I’m so glad I listened to the original, “extended” version a few weeks ago because there’s another really poignant part at the very end that is cut out of pretty much every modern version/re-telling I’ve seen.
(If you know of a version that has this part please tell me, I’d like to watch/read it!)
The second to last paragraph of the original version reads, “Some people laughed to see the alteration in him, but he let them laugh, and little heeded them; for he was wise enough to know that nothing ever happened on this globe, for good, at which some people did not have their fill of laughter in the outset; and knowing that such as these would be blind anyway, he thought it quite as well that they should wrinkle up their eyes in grins, as have the malady in less attractive forms.”
Scrooge knew people would laugh at him. He knew because he used to be someone who would mock happiness. He mocked his nephew. He humbugged the joy of Christmas. He knew the world was just as full of people who would laugh at a good thing -especially at the beginning- as those who would support him. But he figured at least if they were laughing they look more attractive!
The paragraph ends with, “His own heart laughed, and that was quite enough for him.”

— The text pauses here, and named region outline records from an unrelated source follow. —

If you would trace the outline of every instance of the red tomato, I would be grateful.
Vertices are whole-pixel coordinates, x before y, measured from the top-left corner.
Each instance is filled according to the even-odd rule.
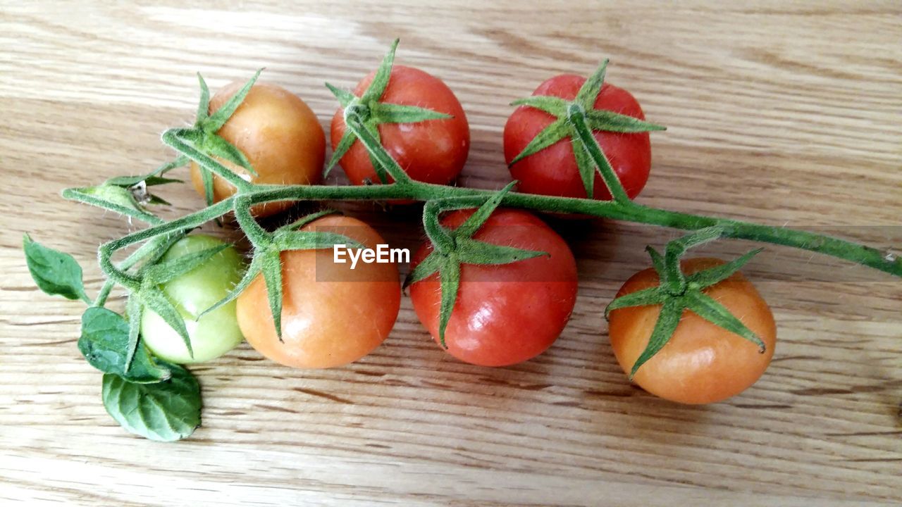
[[[459,226],[474,210],[447,214],[442,224]],[[560,336],[576,301],[576,263],[561,236],[534,215],[499,209],[474,239],[550,254],[502,265],[461,266],[460,290],[445,333],[447,352],[484,366],[521,363],[544,352]],[[432,251],[424,244],[411,269]],[[419,321],[438,342],[441,301],[438,274],[410,286]]]
[[[329,215],[301,230],[334,232],[375,248],[379,233]],[[400,283],[393,263],[334,262],[333,251],[282,252],[282,341],[276,336],[262,275],[238,296],[238,326],[266,357],[296,368],[329,368],[360,359],[382,343],[398,318]]]
[[[364,78],[354,95],[363,95],[374,75],[373,71]],[[457,97],[441,79],[419,69],[395,65],[380,102],[416,106],[454,116],[416,124],[382,124],[379,134],[391,157],[418,181],[446,184],[460,174],[470,151],[470,126]],[[338,145],[345,128],[339,108],[332,118],[333,148]],[[369,153],[359,141],[339,163],[354,185],[379,183]]]
[[[579,76],[555,76],[539,85],[532,95],[573,100],[584,82],[585,78]],[[640,120],[645,119],[642,108],[630,92],[607,83],[598,94],[595,109],[607,109]],[[526,106],[518,107],[504,125],[504,159],[507,162],[511,163],[532,138],[553,121],[555,117],[544,111]],[[651,168],[649,133],[595,132],[594,135],[627,195],[630,198],[634,198],[645,187]],[[520,192],[569,198],[586,197],[568,137],[520,160],[511,167],[511,175],[519,181],[518,190]],[[611,193],[597,171],[594,189],[594,198],[611,199]]]
[[[691,274],[723,264],[720,259],[696,258],[681,263]],[[658,273],[647,269],[626,281],[617,297],[656,287]],[[636,372],[633,381],[642,389],[680,403],[713,403],[745,391],[764,373],[774,355],[777,326],[770,308],[742,276],[704,289],[764,342],[766,351],[695,313],[686,310],[670,341]],[[624,372],[649,345],[660,305],[631,307],[611,312],[608,334],[614,355]]]

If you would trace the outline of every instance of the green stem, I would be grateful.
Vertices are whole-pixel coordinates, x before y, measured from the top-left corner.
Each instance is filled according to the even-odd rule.
[[[362,187],[298,185],[272,189],[258,187],[258,189],[260,189],[248,194],[253,203],[274,200],[410,199],[428,201],[452,197],[488,198],[494,194],[493,190],[446,187],[419,181],[410,181],[400,185],[395,183]],[[504,196],[502,203],[511,207],[588,215],[684,230],[696,230],[717,226],[723,228],[723,237],[792,246],[851,261],[902,277],[902,259],[888,256],[886,253],[876,248],[807,231],[668,211],[648,207],[631,201],[623,205],[614,201],[511,192]]]
[[[200,167],[212,171],[220,178],[234,185],[239,191],[249,191],[253,188],[250,181],[243,180],[235,171],[229,171],[213,157],[208,156],[187,143],[181,136],[185,129],[170,128],[163,133],[163,144],[174,149],[179,153],[198,162]]]

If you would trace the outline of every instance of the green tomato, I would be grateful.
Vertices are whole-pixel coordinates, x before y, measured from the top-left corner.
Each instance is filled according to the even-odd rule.
[[[223,243],[208,235],[189,235],[173,244],[161,260],[171,261]],[[235,348],[244,339],[235,318],[235,300],[199,320],[195,319],[225,298],[241,281],[244,272],[241,254],[230,246],[193,271],[161,285],[163,293],[185,319],[194,357],[189,354],[179,333],[162,318],[145,308],[141,318],[141,336],[147,347],[157,357],[179,364],[209,361]]]

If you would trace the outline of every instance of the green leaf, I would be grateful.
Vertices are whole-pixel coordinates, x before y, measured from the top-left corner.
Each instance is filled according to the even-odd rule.
[[[504,186],[503,189],[498,190],[495,194],[485,200],[485,203],[479,207],[469,218],[466,219],[459,227],[455,229],[452,234],[454,237],[471,237],[473,235],[476,234],[483,224],[489,219],[492,213],[498,207],[504,198],[504,195],[511,191],[511,189],[516,185],[516,181],[511,181]]]
[[[347,90],[343,90],[341,88],[336,88],[330,85],[329,83],[326,83],[326,88],[329,88],[329,91],[332,92],[332,95],[336,96],[336,98],[338,99],[338,104],[340,104],[343,108],[350,106],[351,103],[354,102],[355,98],[357,98],[357,97],[354,96],[353,93]]]
[[[28,271],[38,289],[51,296],[81,300],[91,304],[85,293],[81,266],[74,257],[35,243],[27,234],[23,236],[23,249]]]
[[[206,248],[199,252],[182,255],[171,261],[149,265],[142,270],[142,274],[153,285],[166,283],[198,269],[230,246],[232,244],[228,243],[218,244],[212,248]]]
[[[389,86],[389,79],[391,78],[391,66],[394,65],[394,54],[398,51],[398,42],[400,41],[400,39],[395,39],[391,42],[391,49],[382,59],[382,64],[376,69],[375,76],[373,77],[373,81],[370,82],[370,86],[360,97],[364,104],[378,101],[385,93],[385,88]]]
[[[642,354],[640,355],[632,365],[632,370],[630,372],[630,380],[632,380],[632,377],[642,364],[645,364],[649,359],[654,357],[670,341],[682,317],[683,302],[680,298],[669,298],[664,301],[661,312],[658,316],[658,321],[655,322],[655,327],[651,330],[651,336],[649,336],[649,345],[646,346],[645,350],[642,351]]]
[[[457,290],[460,289],[460,263],[456,260],[445,258],[445,263],[439,270],[441,279],[442,300],[438,309],[438,341],[442,347],[445,345],[445,330],[451,320],[455,302],[457,300]]]
[[[608,59],[604,59],[592,76],[589,76],[589,78],[583,83],[583,86],[576,93],[576,98],[574,102],[582,106],[586,111],[594,109],[595,107],[595,99],[598,97],[598,94],[601,93],[602,87],[604,85],[604,74],[607,72],[607,69]]]
[[[611,312],[621,308],[644,307],[648,305],[659,305],[664,302],[668,296],[660,287],[651,287],[635,292],[624,294],[616,298],[608,306],[604,307],[604,318],[611,316]]]
[[[138,350],[138,337],[141,335],[141,314],[144,311],[141,300],[130,295],[128,302],[125,303],[125,311],[128,313],[128,344],[125,346],[125,364],[123,367],[123,374],[131,371],[135,352]]]
[[[700,290],[689,290],[683,296],[683,300],[686,301],[686,308],[693,313],[695,313],[715,326],[723,327],[727,331],[735,333],[757,345],[759,352],[763,353],[765,351],[766,347],[761,338],[754,331],[747,327],[736,316],[730,313],[730,310],[726,307],[718,303],[710,296]]]
[[[435,273],[442,266],[442,255],[437,251],[433,250],[417,267],[407,273],[404,278],[403,289],[407,289],[411,284],[416,283],[428,276]]]
[[[203,151],[208,155],[219,157],[241,166],[254,176],[257,174],[257,171],[251,167],[251,161],[247,160],[247,157],[244,156],[244,153],[241,150],[215,134],[211,134],[204,138]]]
[[[266,297],[270,302],[270,312],[272,314],[272,323],[276,327],[276,336],[281,341],[281,305],[282,305],[282,278],[281,253],[271,250],[262,254],[261,271],[266,282]]]
[[[198,82],[200,84],[200,101],[198,103],[198,123],[201,123],[210,115],[210,88],[207,87],[204,77],[198,72]]]
[[[133,292],[133,297],[134,293]],[[188,334],[185,327],[185,319],[179,310],[175,309],[169,298],[160,290],[159,288],[152,285],[143,286],[139,293],[141,302],[144,304],[145,310],[150,309],[160,316],[170,327],[181,336],[185,342],[185,347],[191,357],[194,357],[194,349],[191,348],[191,337]]]
[[[456,243],[456,254],[460,262],[465,264],[510,264],[518,261],[549,255],[548,252],[492,244],[470,238],[457,238]]]
[[[106,373],[102,396],[106,411],[127,431],[171,442],[190,436],[200,426],[200,385],[185,368],[164,365],[172,376],[157,383],[134,383]]]
[[[324,178],[329,175],[329,171],[332,171],[332,168],[338,163],[338,161],[345,156],[345,153],[347,153],[347,151],[351,149],[351,146],[354,145],[354,142],[356,140],[357,136],[351,132],[351,129],[345,128],[345,134],[341,136],[341,141],[338,142],[338,145],[336,146],[335,150],[332,152],[332,158],[329,159],[329,163],[326,165],[326,171],[323,172]]]
[[[567,102],[559,97],[536,95],[524,98],[518,98],[511,103],[511,106],[529,106],[541,111],[545,111],[555,116],[561,116],[566,114]]]
[[[446,120],[454,117],[451,115],[425,107],[382,102],[373,102],[370,105],[370,115],[371,121],[376,124],[416,124],[428,120]]]
[[[251,91],[251,88],[253,87],[253,83],[257,81],[257,78],[260,77],[260,73],[263,69],[261,69],[253,75],[253,78],[244,87],[238,90],[238,93],[232,96],[226,104],[223,104],[222,107],[216,110],[210,117],[206,118],[201,126],[204,131],[209,133],[215,133],[218,131],[226,122],[228,121],[232,115],[235,113],[235,109],[241,106],[241,103],[244,101],[244,97],[247,97],[248,92]]]
[[[686,282],[695,283],[700,288],[710,287],[721,282],[742,268],[752,257],[760,254],[764,249],[756,248],[738,259],[734,259],[725,264],[714,266],[704,271],[690,274],[686,277]]]
[[[592,161],[585,144],[578,137],[574,136],[570,139],[570,147],[573,149],[574,158],[576,159],[576,169],[579,171],[580,180],[583,180],[585,197],[592,198],[595,194],[595,162]]]
[[[170,378],[169,368],[158,364],[140,342],[135,345],[134,357],[126,373],[129,332],[129,323],[121,315],[105,308],[91,307],[81,316],[78,350],[91,366],[129,382],[156,383]]]
[[[667,130],[667,127],[613,111],[586,108],[585,120],[592,130],[632,134]]]
[[[529,141],[529,144],[523,148],[523,151],[511,161],[508,166],[510,167],[529,155],[541,152],[568,135],[570,135],[570,127],[567,125],[566,120],[555,120],[537,134],[532,141]]]

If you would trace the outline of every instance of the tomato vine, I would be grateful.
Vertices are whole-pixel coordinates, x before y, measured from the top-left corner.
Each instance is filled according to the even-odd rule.
[[[24,249],[29,267],[41,289],[48,293],[82,300],[91,307],[83,318],[79,349],[92,365],[106,373],[105,403],[107,401],[115,402],[115,400],[124,396],[123,393],[126,392],[138,392],[150,399],[164,397],[170,400],[169,405],[184,407],[185,410],[190,412],[189,417],[175,419],[182,421],[197,420],[199,424],[199,415],[197,415],[199,414],[199,392],[197,383],[187,370],[155,362],[143,347],[136,324],[140,321],[142,309],[147,307],[160,314],[167,323],[179,331],[185,339],[189,351],[191,350],[190,340],[184,330],[184,323],[178,318],[171,302],[161,295],[158,288],[165,281],[190,271],[218,253],[217,249],[209,249],[176,261],[161,263],[160,259],[169,246],[191,229],[207,222],[218,220],[226,215],[234,214],[238,227],[247,235],[253,246],[253,257],[242,281],[226,299],[207,311],[236,298],[253,278],[262,273],[266,282],[270,309],[274,318],[277,334],[280,336],[282,305],[281,253],[286,250],[323,248],[336,244],[352,246],[357,244],[353,240],[336,234],[299,231],[303,223],[268,232],[258,225],[252,208],[255,205],[269,202],[321,200],[426,202],[423,212],[424,228],[436,248],[410,273],[408,281],[422,280],[437,272],[439,273],[442,290],[439,335],[443,344],[445,327],[455,306],[462,263],[500,264],[543,254],[541,252],[492,245],[472,238],[473,234],[499,206],[541,212],[578,214],[694,231],[686,238],[669,244],[664,255],[649,249],[652,263],[660,275],[659,287],[615,300],[605,311],[606,314],[611,309],[634,305],[662,305],[663,310],[658,326],[656,327],[659,331],[656,331],[657,334],[649,341],[646,353],[633,365],[633,373],[667,342],[669,336],[667,331],[672,332],[676,327],[676,322],[678,321],[684,309],[695,311],[703,318],[762,346],[760,340],[753,334],[750,334],[750,331],[748,331],[741,323],[737,325],[738,320],[734,317],[729,312],[724,314],[723,308],[719,308],[716,303],[712,304],[710,298],[706,299],[701,292],[702,289],[716,283],[738,270],[754,254],[754,252],[723,267],[686,277],[680,272],[679,258],[686,249],[693,244],[719,238],[781,244],[831,255],[902,277],[902,259],[864,244],[807,231],[651,207],[630,200],[593,132],[596,130],[649,132],[662,130],[663,127],[629,116],[592,109],[592,101],[603,82],[606,60],[586,80],[574,101],[567,102],[549,97],[532,97],[513,103],[541,109],[557,118],[515,160],[538,152],[561,139],[569,138],[575,150],[577,165],[581,179],[585,185],[586,195],[593,195],[594,171],[597,171],[613,197],[612,200],[519,193],[511,189],[513,183],[500,191],[492,191],[417,181],[408,176],[382,146],[377,125],[382,123],[428,121],[446,117],[446,115],[428,109],[393,106],[379,101],[389,80],[396,45],[397,41],[362,97],[358,97],[350,92],[327,85],[341,104],[345,124],[347,126],[339,145],[336,147],[328,167],[331,168],[354,143],[359,142],[369,153],[382,184],[276,186],[256,184],[242,178],[219,161],[227,161],[253,174],[252,165],[240,150],[218,136],[216,132],[240,106],[242,100],[259,76],[259,71],[212,115],[208,115],[209,91],[203,78],[198,75],[201,98],[195,125],[189,128],[170,129],[161,136],[162,143],[179,153],[175,161],[142,176],[115,178],[95,187],[69,189],[63,192],[63,197],[66,198],[113,210],[148,224],[147,228],[105,243],[99,247],[98,263],[107,280],[95,300],[92,300],[86,295],[81,281],[80,266],[71,256],[41,246],[31,238],[25,237]],[[174,220],[162,220],[151,213],[146,205],[165,201],[152,195],[148,189],[155,185],[178,181],[166,178],[165,174],[189,161],[200,167],[207,207]],[[212,191],[214,177],[222,178],[233,185],[235,193],[214,203]],[[450,231],[444,228],[440,224],[439,216],[446,211],[461,208],[478,208],[478,210],[457,229]],[[116,252],[142,243],[143,244],[120,264],[114,263],[113,256]],[[122,286],[130,293],[127,322],[122,316],[103,308],[110,290],[115,285]],[[173,378],[178,382],[173,381]],[[123,384],[120,381],[126,383]],[[160,386],[155,391],[153,386],[157,384]],[[183,424],[173,429],[170,422],[173,420],[172,414],[166,410],[163,410],[160,417],[161,420],[169,425],[167,428],[170,429],[162,430],[159,428],[142,429],[138,428],[139,422],[145,425],[149,423],[128,419],[116,407],[107,406],[107,409],[124,426],[151,438],[180,438],[193,430],[193,428],[189,428],[190,424]]]

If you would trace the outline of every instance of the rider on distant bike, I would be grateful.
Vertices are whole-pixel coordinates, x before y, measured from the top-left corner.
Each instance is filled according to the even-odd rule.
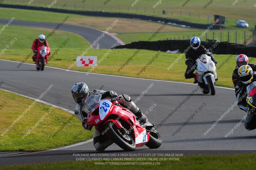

Let 2026 be the year we stop caring what other people think of our passions, our hobbies, our projects.
Let 2026 be the year we say “laugh away, it looks good on you.”
Let 2026 be the year we let our own laughter in our heart be enough.
I know there’s enough going on in the world to overwhelm our passion. I am aware the news is loud with hatred and it is hard to hope. I am aware the mocking laughter of social media is deafening. I feel as though this post of hope is but a flare of a matchstick against the oppressive darkness we are facing.
But I will strike my match anyway. As fleeting as the light may be. As temporary as that warmth may be.
And I will say laugh.
Whether their laughter comes from the spirit of joy or mockery. Whether their lips turn up in spite or in praise. I’m glad I made them laugh.
I’m doing them a favor. Everyone is more attractive when they laugh!
Let your passion, strenth, joy, uniqueness, and hope be enough.